Example of a simple EL pipeline with a processor component, translating from Wikidata to DBpedia entities:
Example of an advanced EL pipeline with a splitter and a combiner, merging the results of the mention detection of three different EL systems:
For the formal definition of a pipeline we use JSON. A pipeline configuration consists of an ID, the pipeline type, a list of components for each component type, and a list of connections between the components. Each component list consists of key-value-pairs, where the key is the ID of the component, and the value defines either the EL system used for this component, or in case of the processors, it defines their type. Slightly differently, for the connection list the key represents the source and the value the target component of the connection.

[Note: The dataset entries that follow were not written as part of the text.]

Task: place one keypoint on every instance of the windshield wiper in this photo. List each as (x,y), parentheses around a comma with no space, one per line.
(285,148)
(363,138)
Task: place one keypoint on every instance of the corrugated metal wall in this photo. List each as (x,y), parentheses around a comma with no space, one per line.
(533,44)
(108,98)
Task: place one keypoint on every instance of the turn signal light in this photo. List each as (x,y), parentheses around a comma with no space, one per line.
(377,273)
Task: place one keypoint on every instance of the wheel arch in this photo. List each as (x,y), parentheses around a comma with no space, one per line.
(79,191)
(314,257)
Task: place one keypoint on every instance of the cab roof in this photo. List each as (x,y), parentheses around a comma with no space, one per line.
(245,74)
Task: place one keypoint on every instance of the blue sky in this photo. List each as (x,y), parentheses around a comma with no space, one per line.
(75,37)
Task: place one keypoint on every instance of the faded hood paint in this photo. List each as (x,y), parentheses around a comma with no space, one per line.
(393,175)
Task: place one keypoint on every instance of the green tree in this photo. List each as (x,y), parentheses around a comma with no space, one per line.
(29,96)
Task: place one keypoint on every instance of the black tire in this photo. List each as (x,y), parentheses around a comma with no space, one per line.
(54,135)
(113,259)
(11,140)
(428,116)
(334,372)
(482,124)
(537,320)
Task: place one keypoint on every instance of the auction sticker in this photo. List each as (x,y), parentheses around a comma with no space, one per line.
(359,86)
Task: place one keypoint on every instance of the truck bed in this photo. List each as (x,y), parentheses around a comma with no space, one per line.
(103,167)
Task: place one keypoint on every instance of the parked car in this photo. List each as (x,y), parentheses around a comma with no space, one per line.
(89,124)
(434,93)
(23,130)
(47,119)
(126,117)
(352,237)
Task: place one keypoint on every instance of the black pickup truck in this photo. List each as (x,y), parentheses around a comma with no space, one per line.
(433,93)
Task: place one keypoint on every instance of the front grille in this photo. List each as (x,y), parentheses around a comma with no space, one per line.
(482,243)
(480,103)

An example of a JSON configuration for a simple pipeline (that corresponds to the simple pipeline in the former of the figures above) looks like this:
pipelineConfig = {
"id": 123,
"pipelineType": "complex",
"md": [
{"MD1": "Babelfy"} ],
"cg": [
{"CG1": "DBpediaSp"} ],
"ed": [
{"ED1": "AIDA"} ],
"combiners": [],
"splitters": [],
"translators": [
{"TR1": "WD2DBP"} ],
"filters": [],
"connections": [
{"MD1": "CG1"},
{"CG1": "ED1"},
{"ED1": "TR1"} ]
}
Pipeline Results:
JSONObject{
"experimentId": int,
"experimentTasks":
JSONArray[
EXPERIMENTS
]
}
EXPERIMENTS:
JSONObject{
"currentComponent": String,
"documents":
JSONArray[
DOCUMENTS
],
"pipelineConfig":
PIPELINE,
"errorMessage": String,
"experimentId": int,
"state": String (e.g. "DONE"),
"pipelineType": String (e.g. "FULL"),
"taskId": int
}
DOCUMENTS:
JSONArray[ -- need double JSONArray in order to store sub-pipeline results for each document
JSONObject{
"componentId": String,
"mentions":
JSONArray[
MENTIONS
],
"text": String (e.g. "Napoleon was the emperor of the First French Empire."),
"pipelineType": String (e.g. "ED"),
"uri": String
}
]
MENTIONS:
JSONObject{
"offset": int,
"assignment":
JSONObject{
"score": double,
"assignment": String (e.g. "http://dbpedia.org/resource/Empire")
},
"possibleAssignments":
JSONArray[
JSONObject{
"score": double,
"assignment": String
}
]
},
"originalWithoutStopwords": String (e.g. "Empire"),
"detectionConfidence": double (e.g. 0.0),
"originalMention": String (e.g. "Empire"),
"mention": String (e.g. "Empire")
}
PIPELINE:
JSONObject{
"startComponents":
JSONArray[
String (e.g. "MD1")
],
"components":
JSONObject{
"md" (Only if present. May be: md, cg, ed, md_cg_ed, md_cg, cg_ed, ...):
JSONArray[
JSONObject{
"id": String (e.g. "MD1"; ID matches w/ IDs in connections),
"value": String (e.g. "Babelfy")
}
],
"cg_ed" (IF PRESENT):
JSONArray[
JSONObject{
"id": String (e.g. "CG_ED1"),
"value": String (e.g. "Babelfy")
}
]
},
"exampleId": String (e.g. "md_combined_cged"),
"endComponents":
JSONArray[
String (e.g. "CG_ED1", "MD1")
],
"displayName": String (e.g. "MD + combined CG-ED"),
"id": int (e.g. 1),
"connections":
JSONArray[
JSONObject{
"source": String (e.g. "MD1"),
"target": String (e.g. "CG_ED1")
}
],
"pipelineConfigType": String (e.g. "complex")
}